During his tenure with the squadron, he compiled an air-to-air combat record of 15 confirmed kills and 2 probable kills. He was promoted to major on July 6, 1943.

He served as commander of the Headhunters until he was reported missing in action over New Britain on December 26, 1943. During that final mission he shot down his final kill. He was succeeded in command of the Headhunters by fellow squadron member and ace Major Jay "Cock" Robbins.

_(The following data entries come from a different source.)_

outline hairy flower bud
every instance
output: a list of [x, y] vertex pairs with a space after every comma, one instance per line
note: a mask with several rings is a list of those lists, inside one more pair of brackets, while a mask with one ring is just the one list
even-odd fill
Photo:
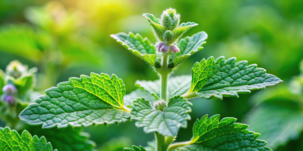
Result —
[[166, 31], [163, 34], [163, 39], [165, 40], [165, 42], [167, 43], [170, 42], [173, 37], [174, 35], [170, 31]]
[[17, 93], [17, 89], [12, 84], [5, 85], [2, 88], [2, 91], [4, 93], [7, 94], [15, 94]]
[[160, 111], [163, 111], [166, 107], [166, 103], [164, 100], [161, 100], [154, 102], [154, 107], [155, 109]]
[[170, 46], [171, 51], [172, 53], [178, 53], [180, 52], [180, 49], [176, 45], [172, 44]]
[[173, 30], [180, 22], [180, 15], [175, 9], [170, 8], [163, 11], [161, 15], [161, 23], [166, 30]]
[[6, 71], [8, 75], [15, 78], [18, 78], [25, 72], [28, 67], [26, 65], [23, 65], [18, 61], [12, 61], [6, 66]]
[[15, 103], [15, 98], [12, 95], [1, 95], [1, 100], [2, 101], [7, 103], [8, 104], [12, 104]]

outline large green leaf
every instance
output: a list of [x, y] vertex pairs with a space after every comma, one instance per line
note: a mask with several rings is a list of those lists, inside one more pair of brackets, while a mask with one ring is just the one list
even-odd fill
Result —
[[251, 90], [264, 89], [283, 81], [257, 66], [247, 66], [246, 61], [236, 63], [235, 57], [226, 60], [223, 56], [215, 60], [213, 57], [204, 59], [192, 68], [191, 83], [188, 95], [222, 99], [223, 96], [238, 97], [238, 93], [250, 93]]
[[143, 39], [139, 34], [135, 35], [131, 32], [128, 34], [124, 33], [112, 34], [111, 37], [133, 54], [155, 66], [155, 61], [157, 58], [156, 48], [147, 38]]
[[115, 75], [110, 77], [92, 73], [91, 78], [71, 78], [45, 93], [21, 112], [22, 120], [51, 128], [118, 124], [130, 118], [130, 114], [124, 112], [128, 109], [123, 104], [125, 85]]
[[68, 127], [42, 129], [40, 126], [29, 126], [30, 133], [44, 136], [52, 142], [53, 148], [65, 151], [94, 150], [95, 142], [88, 140], [89, 134], [83, 132], [82, 127]]
[[[235, 123], [235, 118], [225, 118], [219, 121], [220, 115], [208, 119], [208, 117], [197, 119], [193, 128], [193, 137], [187, 145], [173, 150], [272, 150], [265, 146], [267, 142], [257, 139], [260, 134], [246, 130], [247, 125]], [[171, 150], [175, 148], [173, 146], [171, 145]]]
[[191, 119], [188, 113], [191, 111], [191, 104], [180, 95], [171, 98], [162, 111], [155, 109], [143, 98], [137, 98], [132, 103], [131, 119], [137, 120], [136, 125], [143, 127], [146, 133], [157, 132], [174, 137], [180, 127], [187, 127], [187, 120]]
[[[168, 79], [168, 97], [186, 93], [189, 88], [191, 77], [190, 75], [184, 75], [170, 78]], [[161, 84], [160, 80], [153, 81], [137, 80], [135, 84], [138, 87], [149, 92], [157, 99], [160, 96]]]
[[206, 43], [205, 40], [207, 38], [207, 34], [204, 31], [201, 31], [191, 37], [180, 39], [176, 44], [180, 49], [180, 52], [176, 53], [174, 60], [175, 66], [203, 49], [202, 46]]
[[6, 127], [0, 127], [0, 150], [51, 151], [52, 147], [43, 136], [40, 139], [36, 135], [32, 137], [26, 130], [20, 136], [17, 131]]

==Aerial victory credits==
| Date | Location | Credits | Comment |
| May 21, 1943 | In the vicinity of Salamaua, New Guinea | 1 (Oscar) | . |
| July 21, 1943 | Near Bogadjim, New Guinea | 2 (Oscars) | Awarded 1st OLC to DFC |
| July 23, 1943 | Over Bogadjim, New Guinea | 2 (Oscar, Tony) | Awarded Silver Star, ace status |
| August 20, 1943 | Near Wewak, New Guinea, | 2 (Oscar, Tony) | Awarded 2nd OLC to DFC |
| August 21, 1943 | Near Wewak, New Guinea | 1 (Oscar) | Awarded DSC |
| September 4, 1943 | Between Lae and Salamaua, New Guinea | 2 (Zeros) | Awarded 3rd OLC to DFC |
| October 24, 1943 | Over Rapopo Strip, Rabaul, New Britain | 2 (Zeros) | Received Purple Heart |
| October 29, 1943 | Over Vunakanau, New Guinea | 1 (Zero) | . |
| December 22, 1943 | Over Wewak, New Guinea | 1 (Tony) | . |
| December 26, 1943 | Over Borgen Bay, Cape Gloucester, western New Britain | 1 (Zero) | Never Returned – Declared MIA. Posthumously awarded 4th OLC to DFC, 1st OLC to Purple Heart |

==Decorations==
His decorations include:

United States Army Air Forces pilot badge
| Distinguished Service Cross | Silver Star | Distinguished Flying Cross with four bronze oak leaf clusters |
| Purple Heart with bronze oak leaf cluster | Air Medal with silver and bronze oak leaf clusters | American Defense Service Medal |
| American Campaign Medal | Asiatic-Pacific Campaign Medal with silver and bronze campaign stars | World War II Victory Medal |

| Army Presidential Unit Citation with bronze oak leaf cluster |

===Distinguished Service Cross citation===

Cragg, Edward
Major (Air Corps), U.S. Army Air Forces
80th Fighter Squadron, 8th Fighter Group, Fifth Air Force
Date of Action: August 21, 1943

Citation:

The President of the United States of America, authorized by Act of Congress, July 9, 1918, takes pleasure in presenting the Distinguished Service Cross to Major (Air Corps) Edward Cragg, United States Army Air Forces, for extraordinary heroism in connection with military operations against an armed enemy while serving as Pilot of a P-38 Fighter Airplane in the 80th Fighter Squadron, 8th Fighter Group, Fifth Air Force, in aerial combat against enemy forces near Wewak, New Guinea, on 21 August 1943. Major Cragg, commanding his fighter squadron, escorted a bomber formation attacking an Airdrome. About twenty enemy interceptors were encountered. With all his squadron engaged, he observed ten additional enemy fighters about to deliver a coordinated attack on our bombers. With great daring, he throttled back, and using his plane as a decoy, diverted their concentrated attack upon himself. This action enabled our bombers to make an accurate and successful run unmolested. He then acted as sole fighter escort for the bombers on the return journey, shooting down one enemy plane and damaging another en route. In deliberately engaging ten enemy fighters single-handed, Major Cragg acted with conspicuous gallantry and contributed greatly to the success of the mission.